Shattuck Labs (Shattuck Labs (STTK)) shares are swinging around Wednesday after the clinical-stage biotech company announced the pricing of a public offering of its common stock. The offering is expected to bring in roughly $75 million before underwriting fees, which can sometimes spook investors due to dilution concerns.
The company priced the offering at $4.00 per share for 10,879,376 shares, along with pre-funded warrants at $3.9999 each. The deal is expected to close on June 11, 2026, subject to standard conditions. Shattuck Labs is focused on developing monoclonal and bispecific DR3-blocking antibodies for inflammatory and immune-mediated diseases, aiming for first-in-class therapies.
From a technical perspective, the stock is in a tricky spot.
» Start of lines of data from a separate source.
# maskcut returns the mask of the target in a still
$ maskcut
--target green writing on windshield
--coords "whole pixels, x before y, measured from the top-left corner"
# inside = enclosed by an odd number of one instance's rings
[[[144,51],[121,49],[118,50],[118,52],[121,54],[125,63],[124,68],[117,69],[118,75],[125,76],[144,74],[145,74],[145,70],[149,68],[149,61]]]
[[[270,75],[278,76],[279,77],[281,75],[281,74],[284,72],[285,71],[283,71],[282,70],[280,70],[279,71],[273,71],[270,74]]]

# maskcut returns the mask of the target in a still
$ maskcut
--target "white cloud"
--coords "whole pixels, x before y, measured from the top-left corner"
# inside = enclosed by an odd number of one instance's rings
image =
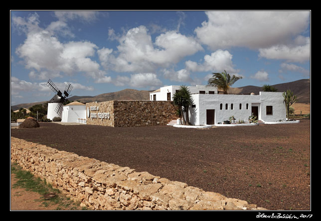
[[[260,48],[259,51],[260,57],[269,59],[286,60],[292,62],[309,61],[310,59],[310,38],[299,36],[293,44]]]
[[[192,79],[190,77],[190,73],[186,69],[181,69],[175,71],[173,70],[164,70],[164,77],[173,81],[179,82],[190,82]]]
[[[269,80],[269,74],[266,71],[259,71],[250,78],[259,81],[267,81]]]
[[[62,21],[78,19],[90,22],[95,20],[99,13],[97,11],[56,11],[55,15]]]
[[[310,74],[310,71],[298,66],[294,64],[287,64],[283,63],[281,64],[281,69],[279,71],[280,73],[287,72],[288,71],[294,71],[303,74],[305,75],[309,76]]]
[[[225,70],[228,73],[235,74],[238,70],[234,68],[232,58],[233,56],[228,51],[218,50],[210,55],[204,56],[204,62],[202,64],[189,60],[185,64],[187,70],[193,72],[222,72]]]
[[[308,11],[212,11],[195,29],[199,40],[212,50],[231,47],[265,48],[306,30]]]
[[[134,88],[154,88],[162,85],[157,75],[151,73],[132,74],[130,78],[118,76],[112,83],[117,86],[129,85]]]
[[[162,85],[161,81],[154,73],[139,73],[131,75],[130,85],[135,88],[159,87]]]
[[[143,25],[128,30],[119,37],[119,43],[115,52],[117,55],[111,54],[110,49],[99,50],[105,68],[117,72],[154,72],[158,68],[168,67],[202,50],[193,37],[173,31],[159,35],[153,43]]]

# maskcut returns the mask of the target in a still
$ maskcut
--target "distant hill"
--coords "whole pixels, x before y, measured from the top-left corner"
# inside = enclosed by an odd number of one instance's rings
[[[302,79],[292,82],[272,85],[278,89],[279,92],[284,92],[288,89],[293,92],[297,96],[298,103],[310,103],[310,80]],[[231,94],[248,94],[251,93],[258,95],[262,91],[261,87],[248,86],[240,88],[232,88],[229,92]],[[93,102],[102,102],[112,100],[149,100],[150,92],[153,91],[138,91],[135,89],[125,89],[122,91],[102,94],[96,96],[72,96],[68,98],[71,102],[79,101],[82,103]],[[28,104],[20,104],[11,106],[13,110],[21,108],[28,109],[38,104],[43,104],[47,101]]]
[[[297,96],[298,103],[310,103],[310,79],[302,79],[282,84],[271,85],[278,89],[278,92],[284,92],[290,89]],[[248,86],[231,88],[229,92],[232,94],[248,94],[254,93],[258,95],[262,87]]]
[[[102,94],[96,96],[72,96],[68,98],[68,100],[71,102],[79,101],[84,104],[95,101],[102,102],[112,100],[149,100],[150,92],[152,91],[153,91],[125,89],[116,92]],[[19,110],[21,108],[28,109],[33,105],[44,104],[47,102],[47,101],[33,103],[20,104],[11,106],[11,109],[13,110]]]

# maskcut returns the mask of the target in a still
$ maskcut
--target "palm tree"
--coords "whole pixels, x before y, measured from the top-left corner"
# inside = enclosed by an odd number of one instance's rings
[[[278,91],[278,89],[269,85],[264,85],[263,87],[262,87],[262,89],[264,92],[276,92]]]
[[[189,117],[188,109],[193,104],[193,99],[188,88],[182,85],[179,87],[179,90],[173,95],[174,104],[178,106],[183,119],[184,125],[189,125]],[[184,108],[183,110],[182,108]],[[186,112],[186,120],[184,117],[183,110]]]
[[[183,113],[183,99],[180,91],[176,91],[175,94],[173,95],[173,102],[174,104],[177,106],[180,111],[180,115],[182,118],[183,124],[185,125],[186,124],[185,121],[185,117],[184,117],[184,114]]]
[[[232,78],[229,74],[224,70],[222,73],[213,73],[213,77],[208,79],[208,85],[214,86],[218,89],[223,92],[224,94],[227,94],[228,89],[242,77],[236,77],[233,75]]]
[[[289,119],[290,115],[290,106],[297,102],[298,101],[298,99],[297,99],[297,96],[294,95],[293,92],[290,89],[288,89],[286,92],[283,93],[283,95],[284,98],[284,101],[283,102],[284,102],[287,110],[287,116],[288,117],[288,119]]]

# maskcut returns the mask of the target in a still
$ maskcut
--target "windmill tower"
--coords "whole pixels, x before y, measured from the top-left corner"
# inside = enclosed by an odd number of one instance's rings
[[[73,87],[69,82],[67,83],[65,91],[62,94],[54,84],[49,79],[47,82],[47,86],[54,92],[56,95],[48,102],[48,112],[47,112],[47,118],[51,119],[53,119],[55,116],[61,117],[62,115],[62,103],[67,101],[67,98]]]

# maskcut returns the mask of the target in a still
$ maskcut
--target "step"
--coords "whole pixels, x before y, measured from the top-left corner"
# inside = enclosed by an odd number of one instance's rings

It's still hanging just above its 200-day simple moving average (SMA) of $4.01, which is a positive long-term sign. But it's trading 22.2% below its 20-day SMA of $5.67 and 32% below its 50-day SMA of $6.49, which keeps the intermediate trend pointing down. The fact that the 20-day SMA is below the 50-day SMA adds to that bearish near-term structure, even though the stock is up a whopping 280.17% over the past 12 months.
Momentum is the bigger story right now. The relative strength index (RSI) is at 28.23, which puts the stock in oversold territory. That suggests selling pressure has become stretched. RSI is like a speedometer for recent price moves—readings this low often coincide with "capitulation-style" selling where bounces can start, but it doesn't guarantee a bottom without follow-through.
Key resistance sits at $5.00, a round-number area that also sits below the cluster of short- and medium-term moving averages. That's where rebounds can stall. As of Wednesday's publication, shares were trading up 6.79% at $4.56, according to market data.